Neurologic complications of steroid therapy include delirium, cortical atrophy, pseudotumor cerebri, and steroid myopathy. More subtle neurobehavioral effects of steroids, especially anabolic and androgenic steroids used (and abused) by athletes, are catalogued elsewhere [Lukas, 1996; Pope and Katz, 1994]. Pseudotumor cerebri related to steroids occurs primarily in children receiving prolonged corticosteroid treatment, at times after drug withdrawal. There does not appear to be any relationship between pseudotumor cerebri and the disorder for which steroids were being administered. Autonomic neuropathy also has been reported [Rosener et al., 1996]. Proximal myopathy may be a common complication of steroid therapy. Onset may be insidious, and it may occur after only a short duration (<14 days) of steroid therapy. Although often mild, myopathy may occur in up to 60 percent of patients treated with steroids [Batchelor et al., 1997].

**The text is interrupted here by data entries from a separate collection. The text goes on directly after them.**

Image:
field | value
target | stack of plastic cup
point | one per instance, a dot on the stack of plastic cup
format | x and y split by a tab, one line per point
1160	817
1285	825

Radiographic Contrast Agents

Metrizamide, a contrast agent for myelographic procedures, may cause a transient encephalopathy manifested by confusional state, hallucinations, myoclonus, and asterixis.

There is evidence that metrizamide reaches the intracranial subarachnoid space in these patients [Junck and Marshall, 1983]. Headache is common after metrizamide myelography. The incidence of seizures is 0.1 percent; many of the reported seizures have occurred in patients with a history of seizures [Torvik and Walday, 1995]. Rare transient adverse effects of metrizamide include paraparesis, loss of reflexes, blindness, speech disturbances, and diplopia. Cerebrospinal fluid pleocytosis and clinical evidence of aseptic meningitis may occur after metrizamide myelography [Junck and Marshall, 1983; DiMario, 1985]. Seizures also have been reported with diatrizoate meglumine (Hypaque) [Karl et al., 1994]. Newer nonionic contrast agents, including iohexol and iodixanol, appear to carry less risk, although similar side effects have been reported anecdotally [Torvik and Walday, 1995]. Symptoms occur 2–12 hours after injection and may last 24–72 hours.

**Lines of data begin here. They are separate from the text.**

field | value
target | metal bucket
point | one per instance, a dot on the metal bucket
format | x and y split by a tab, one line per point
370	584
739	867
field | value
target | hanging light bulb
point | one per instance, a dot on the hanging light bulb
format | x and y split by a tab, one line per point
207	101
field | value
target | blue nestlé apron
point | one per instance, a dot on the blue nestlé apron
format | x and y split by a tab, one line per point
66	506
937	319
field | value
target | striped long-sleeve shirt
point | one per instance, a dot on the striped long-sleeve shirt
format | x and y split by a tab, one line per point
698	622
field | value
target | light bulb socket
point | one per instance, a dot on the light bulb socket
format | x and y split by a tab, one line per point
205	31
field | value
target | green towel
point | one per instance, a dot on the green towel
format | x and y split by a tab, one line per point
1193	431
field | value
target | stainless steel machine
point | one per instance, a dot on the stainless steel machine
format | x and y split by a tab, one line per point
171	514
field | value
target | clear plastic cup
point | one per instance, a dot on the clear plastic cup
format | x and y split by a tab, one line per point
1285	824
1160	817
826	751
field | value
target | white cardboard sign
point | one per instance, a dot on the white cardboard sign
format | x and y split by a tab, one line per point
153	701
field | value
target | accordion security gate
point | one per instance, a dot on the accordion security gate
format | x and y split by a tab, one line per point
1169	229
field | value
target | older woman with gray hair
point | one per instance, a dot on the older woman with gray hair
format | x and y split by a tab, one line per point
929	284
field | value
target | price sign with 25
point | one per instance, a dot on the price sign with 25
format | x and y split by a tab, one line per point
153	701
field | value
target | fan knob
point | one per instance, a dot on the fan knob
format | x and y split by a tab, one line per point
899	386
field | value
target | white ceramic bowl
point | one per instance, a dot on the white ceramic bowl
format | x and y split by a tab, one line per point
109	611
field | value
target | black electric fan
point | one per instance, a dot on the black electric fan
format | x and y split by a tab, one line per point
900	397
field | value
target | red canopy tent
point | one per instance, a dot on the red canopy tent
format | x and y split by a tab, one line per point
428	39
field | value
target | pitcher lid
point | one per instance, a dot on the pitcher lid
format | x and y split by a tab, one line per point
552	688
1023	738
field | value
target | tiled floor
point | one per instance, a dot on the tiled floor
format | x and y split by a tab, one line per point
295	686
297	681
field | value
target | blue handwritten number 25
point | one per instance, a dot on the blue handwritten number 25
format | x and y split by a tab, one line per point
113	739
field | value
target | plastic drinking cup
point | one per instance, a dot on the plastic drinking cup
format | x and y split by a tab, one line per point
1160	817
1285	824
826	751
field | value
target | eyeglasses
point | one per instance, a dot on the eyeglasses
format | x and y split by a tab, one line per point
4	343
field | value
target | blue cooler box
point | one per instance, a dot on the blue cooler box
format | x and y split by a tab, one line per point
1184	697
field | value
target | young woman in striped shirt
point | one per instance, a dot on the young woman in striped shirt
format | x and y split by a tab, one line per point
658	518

Iophendylate (Pantopaque), an oily contrast agent that is used occasionally for myelography, may induce acute and chronic meningeal reactions. The acute reaction consists of headache, fever, meningismus, and cerebrospinal fluid pleocytosis, and is usually self-limited. Patients with adhesive arachnoiditis from chronic inflammation may have back pain and signs and symptoms of lumbar and sacral root dysfunction within several months of myelography. Complete removal of any residual iophendylate after myelography is recommended as a preventive measure. Systemic or intrathecal corticosteroid therapy may be beneficial.